You would think, with all I have been through, that by now I would be an expert at asking people for help. Or at least accepting help when it is offered to me.
The reality is, I am terrible at both. I hate leaning on people. I hate needing help. I feel guilty every time I accept help.
This past week, I have had the opportunity once again to see how bad I am at this. I threw my back out on Monday and needed people to help me with everything. I needed someone to drive me to the ER at 9PM. I needed someone to be in the house with the kids. I needed someone to sit with me in the ER until they doped me up enough that I could walk to the car. I needed someone help me make the kids lunches the next day. I needed help driving the kids to school. I needed help picking the kids up from school. I needed help bathing the kids and getting them to bed. Hell - I needed help getting myself breakfast and lunch... and prescriptions.

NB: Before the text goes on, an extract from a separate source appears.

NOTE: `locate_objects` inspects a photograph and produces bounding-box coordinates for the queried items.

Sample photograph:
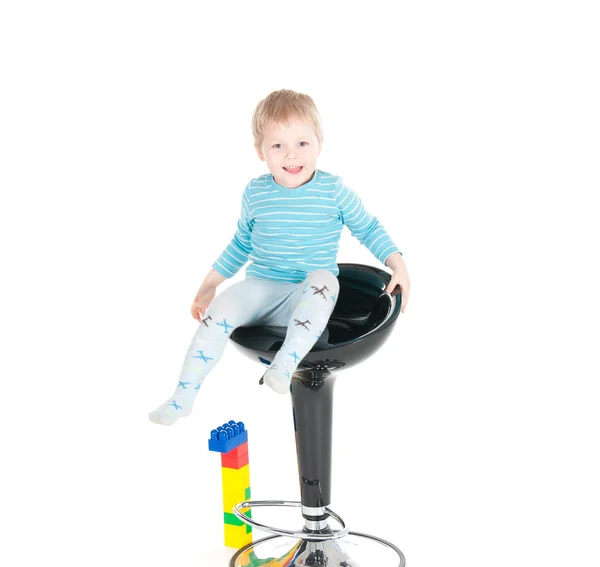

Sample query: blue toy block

[208,419,248,453]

And that is just half of what I have needed help with.
I am lucky to have good friend and amazing parents how live close by. I have not lacked for people to help me.
What I have lacked were the words "I need help".
In all of this, I only asked for help when my back first went out. Of course, when my dad asked if I needed to go to the ER, I said I didn't know. In reality, I knew. I just didn't want to burden him by saying yes. Once my parents were here and they saw the pain on my face, I still told them I wasn't sure I should go to the hospital.
When I broke down in tears trying to change into leggings from the jeans I was wearing, I still didn't ask for help or to go to the hospital. It wasn't until my mom gave me that look only a mother can give and said "You are GOING to the ER" did I finally agree.
Now, four days later, I am still not asking for or gracefully accepting the help that my parents have selflessly been giving me.
And now I find myself asking why. Why am I so unable to accept help?
I am a proud and independent person. I often think of myself as someone who can do everything - no matter what. I hate the feeling of failure when I realize that I can't do everything.
This is something I am working on - but obviously... I have a very long way to go.
Oh... and Mom and Dad... since I know you are reading this... you are the BEST. I do not know how I would have gotten through the past few days without your assistance... ok... the past few years without your assistance. I am so damn lucky to have you guys in my life.